At its worst, The Amazing Spider-Man 2 — the second in a series that was rebooted just five years after the Tobey Maguire-led one died — is the ultimate litmus test for audiences who may be experiencing superhero fatigue.
It took new franchise director Marc Webb only two movies to essentially reach the point where old franchise leader Sam Raimi was on Spider-Man 3 — that is, a breaking point where there are too many supervillains and interweaving storylines for anything too truly take root.
With a total of four screenwriters (including the prolific and recently broken-up fantasy-franchise team of Roberto Orci and Alex Kurtzman) credited on the movie, I expected a frazzled kind of screenplay-by-committee approach. Knowing that Paul Giamatti, Jamie Foxx and Dane DeHaan were cast as comic-book mainstays Rhino, Electro, and the Green Goblin, respectively, I also expected lots of action and underdeveloped backstories.
Yet, like the first of Webb’s series in 2012, I was eventually won over by the film’s strict adherence to comic-book conventions and the keenly understood duality that is Spider-Man, a teenaged pop-culture icon that has endured since 1962 when he was created by Stan Lee.
Sometimes, The Amazing Spider-Man 2 feels like a movie from 1962. Foxx plays engineer Max Dillon the way Jerry Lewis might have played him, complete with greasy hair, pens in his shirt-pocket, and his pants pulled up too high. He’s an over-awkward and nerdy cliché in an age when being a nerd means something quite different than it did in the ’60s. (The nerds 50 years ago didn’t get $200 million movies created just for them.)

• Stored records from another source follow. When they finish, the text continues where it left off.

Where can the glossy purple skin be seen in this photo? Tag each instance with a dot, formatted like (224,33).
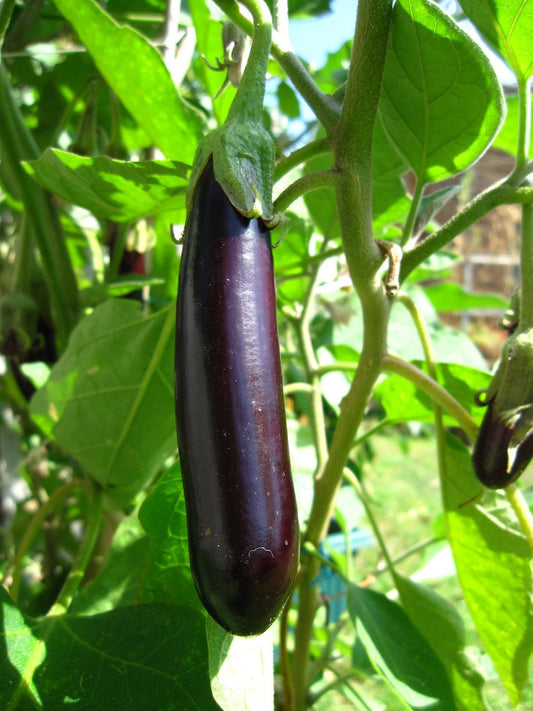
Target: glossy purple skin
(241,510)
(490,457)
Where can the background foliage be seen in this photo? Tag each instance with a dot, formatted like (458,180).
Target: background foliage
(101,110)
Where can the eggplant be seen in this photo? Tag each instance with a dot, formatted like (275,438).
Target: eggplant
(498,459)
(232,438)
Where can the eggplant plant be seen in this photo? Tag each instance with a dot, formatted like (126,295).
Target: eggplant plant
(199,505)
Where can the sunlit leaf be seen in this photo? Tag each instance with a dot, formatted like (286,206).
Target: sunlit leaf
(441,102)
(132,657)
(109,400)
(507,26)
(493,563)
(399,653)
(136,72)
(115,189)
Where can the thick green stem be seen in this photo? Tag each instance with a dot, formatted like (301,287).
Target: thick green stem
(323,106)
(352,146)
(313,181)
(440,396)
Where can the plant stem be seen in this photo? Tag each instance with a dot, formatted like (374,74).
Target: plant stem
(521,509)
(526,270)
(77,572)
(354,481)
(310,363)
(34,525)
(247,105)
(393,364)
(6,10)
(313,181)
(310,150)
(352,145)
(524,124)
(323,106)
(413,211)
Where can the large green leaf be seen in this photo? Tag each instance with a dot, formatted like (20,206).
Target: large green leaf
(141,657)
(507,26)
(168,575)
(117,584)
(115,189)
(398,652)
(493,563)
(109,400)
(507,138)
(441,101)
(441,624)
(137,73)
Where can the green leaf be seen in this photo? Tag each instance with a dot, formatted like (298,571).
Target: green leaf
(450,296)
(507,26)
(168,575)
(440,623)
(105,661)
(493,563)
(291,258)
(404,402)
(449,345)
(431,204)
(399,653)
(208,31)
(93,295)
(114,189)
(441,102)
(137,73)
(241,670)
(109,401)
(118,582)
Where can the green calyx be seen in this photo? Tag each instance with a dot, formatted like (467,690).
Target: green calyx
(511,390)
(242,149)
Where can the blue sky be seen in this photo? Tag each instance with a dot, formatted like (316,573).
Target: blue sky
(312,39)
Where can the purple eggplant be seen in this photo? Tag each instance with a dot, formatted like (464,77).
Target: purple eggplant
(241,510)
(498,459)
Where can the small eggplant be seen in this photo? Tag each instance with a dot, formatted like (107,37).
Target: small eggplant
(232,438)
(504,446)
(498,461)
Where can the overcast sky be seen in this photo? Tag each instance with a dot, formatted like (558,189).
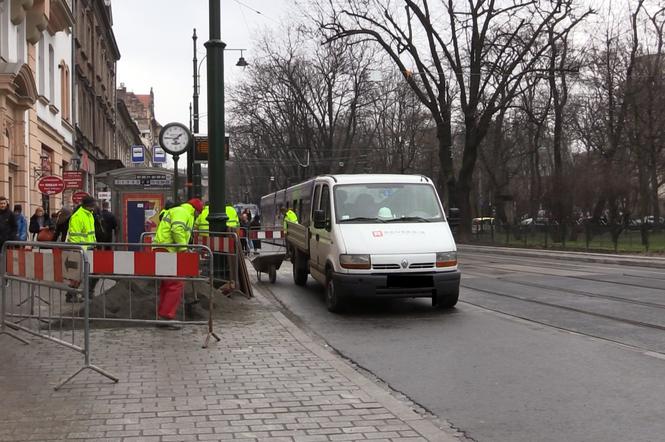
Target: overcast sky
(155,42)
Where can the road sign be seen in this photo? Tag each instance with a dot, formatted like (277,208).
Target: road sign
(201,149)
(73,179)
(77,197)
(158,155)
(138,154)
(51,185)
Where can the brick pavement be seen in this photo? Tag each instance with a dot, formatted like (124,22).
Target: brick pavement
(266,380)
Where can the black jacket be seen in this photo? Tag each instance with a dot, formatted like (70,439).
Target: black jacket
(8,225)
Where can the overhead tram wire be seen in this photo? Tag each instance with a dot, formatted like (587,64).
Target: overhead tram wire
(255,10)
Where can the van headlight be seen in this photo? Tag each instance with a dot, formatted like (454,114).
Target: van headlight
(355,261)
(446,259)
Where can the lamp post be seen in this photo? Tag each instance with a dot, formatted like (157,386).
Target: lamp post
(193,167)
(216,128)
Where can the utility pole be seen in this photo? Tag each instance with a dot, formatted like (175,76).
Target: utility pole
(195,167)
(216,129)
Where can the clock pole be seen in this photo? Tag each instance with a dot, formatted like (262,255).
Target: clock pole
(216,129)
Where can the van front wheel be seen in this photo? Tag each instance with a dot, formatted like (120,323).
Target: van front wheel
(299,269)
(333,300)
(443,300)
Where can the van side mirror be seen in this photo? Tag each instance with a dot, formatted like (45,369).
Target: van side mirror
(319,219)
(453,217)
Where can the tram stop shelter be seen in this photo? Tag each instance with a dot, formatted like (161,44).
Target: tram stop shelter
(137,195)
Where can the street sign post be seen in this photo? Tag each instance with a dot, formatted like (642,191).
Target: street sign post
(73,179)
(138,154)
(77,197)
(158,155)
(51,185)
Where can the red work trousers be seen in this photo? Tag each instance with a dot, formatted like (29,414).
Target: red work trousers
(170,295)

Foxx’s broad portrayal matches that of Giamatti, who hams it up to the nth degree, has zero backstory, and whose scenes exist essentially as a framing device. DeHaan fares better as a believable character, despite having to play catch up. Garfield and DeHaan make up for lost time quickly as orphaned Peter and his old pal Harry Osborn, having just lost his absent father, define their relationship as one based on shared loss.
Eventually, it’s this simple and smart adherence to what makes Spider-Man a great character that drives the film and keeps it resonant: It is easier now for people to relate to strained or missing paternal ties, both emotionally and physically.

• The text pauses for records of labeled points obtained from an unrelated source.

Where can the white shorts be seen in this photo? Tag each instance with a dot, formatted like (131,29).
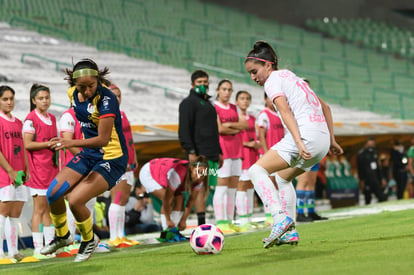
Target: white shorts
(316,142)
(146,179)
(129,177)
(230,168)
(245,175)
(39,192)
(11,193)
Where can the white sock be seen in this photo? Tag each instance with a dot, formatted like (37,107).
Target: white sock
(70,219)
(242,207)
(250,202)
(91,206)
(176,216)
(2,226)
(219,203)
(231,199)
(48,233)
(163,221)
(287,196)
(266,191)
(12,235)
(121,222)
(37,242)
(114,215)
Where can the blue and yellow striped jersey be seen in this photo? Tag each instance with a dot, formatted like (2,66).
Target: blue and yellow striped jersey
(88,113)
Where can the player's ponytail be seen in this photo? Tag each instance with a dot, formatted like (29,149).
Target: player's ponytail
(262,52)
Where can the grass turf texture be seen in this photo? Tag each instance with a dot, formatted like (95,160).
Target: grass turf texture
(374,244)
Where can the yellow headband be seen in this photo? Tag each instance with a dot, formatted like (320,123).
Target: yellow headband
(84,72)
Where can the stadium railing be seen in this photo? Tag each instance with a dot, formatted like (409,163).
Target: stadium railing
(219,71)
(57,63)
(346,63)
(164,38)
(395,107)
(156,85)
(130,51)
(40,28)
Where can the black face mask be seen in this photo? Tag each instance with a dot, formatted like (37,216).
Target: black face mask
(201,89)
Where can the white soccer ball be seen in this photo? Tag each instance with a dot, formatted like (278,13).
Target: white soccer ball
(207,239)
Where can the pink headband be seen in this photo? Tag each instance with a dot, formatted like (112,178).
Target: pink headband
(260,59)
(113,86)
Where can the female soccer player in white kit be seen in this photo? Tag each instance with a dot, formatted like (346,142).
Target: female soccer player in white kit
(308,138)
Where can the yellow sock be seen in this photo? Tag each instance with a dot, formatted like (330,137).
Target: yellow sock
(60,223)
(86,229)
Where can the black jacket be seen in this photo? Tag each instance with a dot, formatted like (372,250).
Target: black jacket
(197,128)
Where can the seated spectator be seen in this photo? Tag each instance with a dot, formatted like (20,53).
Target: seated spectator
(139,212)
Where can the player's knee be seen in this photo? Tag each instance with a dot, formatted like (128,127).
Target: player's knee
(55,191)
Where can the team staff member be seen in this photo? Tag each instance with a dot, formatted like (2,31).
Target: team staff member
(97,167)
(198,132)
(369,173)
(13,167)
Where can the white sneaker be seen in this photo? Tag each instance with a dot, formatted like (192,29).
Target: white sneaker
(86,249)
(56,243)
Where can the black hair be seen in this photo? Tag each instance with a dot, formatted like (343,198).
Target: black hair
(198,74)
(243,92)
(222,82)
(87,64)
(263,50)
(36,87)
(5,88)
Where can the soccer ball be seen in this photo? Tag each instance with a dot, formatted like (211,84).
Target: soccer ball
(207,239)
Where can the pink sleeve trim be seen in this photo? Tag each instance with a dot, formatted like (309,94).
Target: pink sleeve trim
(277,95)
(107,115)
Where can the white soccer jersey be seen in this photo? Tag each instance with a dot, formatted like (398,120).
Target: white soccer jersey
(302,101)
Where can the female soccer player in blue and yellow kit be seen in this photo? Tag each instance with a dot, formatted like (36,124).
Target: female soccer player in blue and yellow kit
(102,161)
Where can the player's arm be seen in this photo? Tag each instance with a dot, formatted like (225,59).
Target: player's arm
(335,147)
(104,135)
(7,167)
(31,145)
(167,205)
(262,138)
(69,135)
(291,124)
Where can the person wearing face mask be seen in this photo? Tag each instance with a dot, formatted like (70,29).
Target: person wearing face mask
(369,172)
(399,162)
(198,132)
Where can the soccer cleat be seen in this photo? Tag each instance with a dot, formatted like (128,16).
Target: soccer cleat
(303,218)
(86,249)
(116,242)
(290,237)
(130,242)
(225,228)
(277,232)
(56,243)
(316,217)
(18,256)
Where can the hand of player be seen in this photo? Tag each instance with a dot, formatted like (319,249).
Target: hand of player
(170,224)
(59,143)
(335,148)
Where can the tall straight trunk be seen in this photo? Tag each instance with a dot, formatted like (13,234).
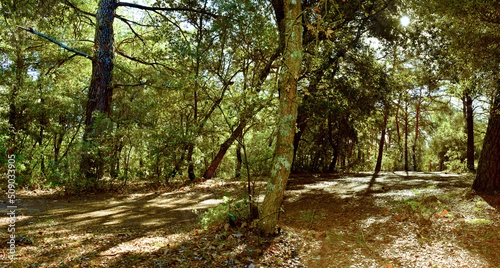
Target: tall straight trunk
(302,125)
(14,111)
(100,90)
(239,161)
(406,136)
(470,132)
(488,169)
(292,57)
(381,144)
(335,157)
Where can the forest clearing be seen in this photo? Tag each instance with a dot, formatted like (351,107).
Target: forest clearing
(250,133)
(329,220)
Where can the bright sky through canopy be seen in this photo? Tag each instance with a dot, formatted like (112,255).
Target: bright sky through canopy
(405,21)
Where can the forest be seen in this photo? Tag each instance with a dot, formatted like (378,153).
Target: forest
(251,133)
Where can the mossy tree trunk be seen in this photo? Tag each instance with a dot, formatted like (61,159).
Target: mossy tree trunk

That doesn’t mean there aren’t monstrous displays of the latest in 3-D computer-generated special effects and plot holes big enough to drive a hijacked truck full of plutonium through.
I will admit that seeing Spider-Man glide effortlessly through skyscrapers and traffic using his web shooters while cracking wise is still one of modern cinema’s greatest nostalgic pleasures, and Webb’s addition of the POV shot (also used in The Amazing Spider-Man) has added even more thrill-ride excitement to it. Some of the action scenes hearken back to the bullet-time stylings of The Matrix and prove an effective illustration of Spider-Man’s ability to make multiple split-second decisions while flying through the air, while others, for all their amazing detail and actualization, still feel like watching a video game.
As cutting-edge as its technology is, The Amazing Spider-Man 2 stubbornly adheres to old-school comic conventions. When it’s not tending directly to the emotional core of Peter Parker, it can sometimes feel like an episode of the cheesy ’60s Batman TV series. This may drive some audiences batty, but after I chose to accept it as a kind of classical tribute, I found the throwback strategy quite charming.
So it was even more of a surprise, then, to be so entirely moved by the film’s climax, followed by a creeping sense of disappointment as the movie tacks on an obligatory epilogue that sets up the next film.
In an age when a new superhero movie opens every couple weeks — over a summer that starts earlier every year — it doesn’t really stand out as anything groundbreaking. But it knows exactly what it is, and playing with classic themes that haven’t changed over 50 years means it will probably have a shelf-life of at least another 50.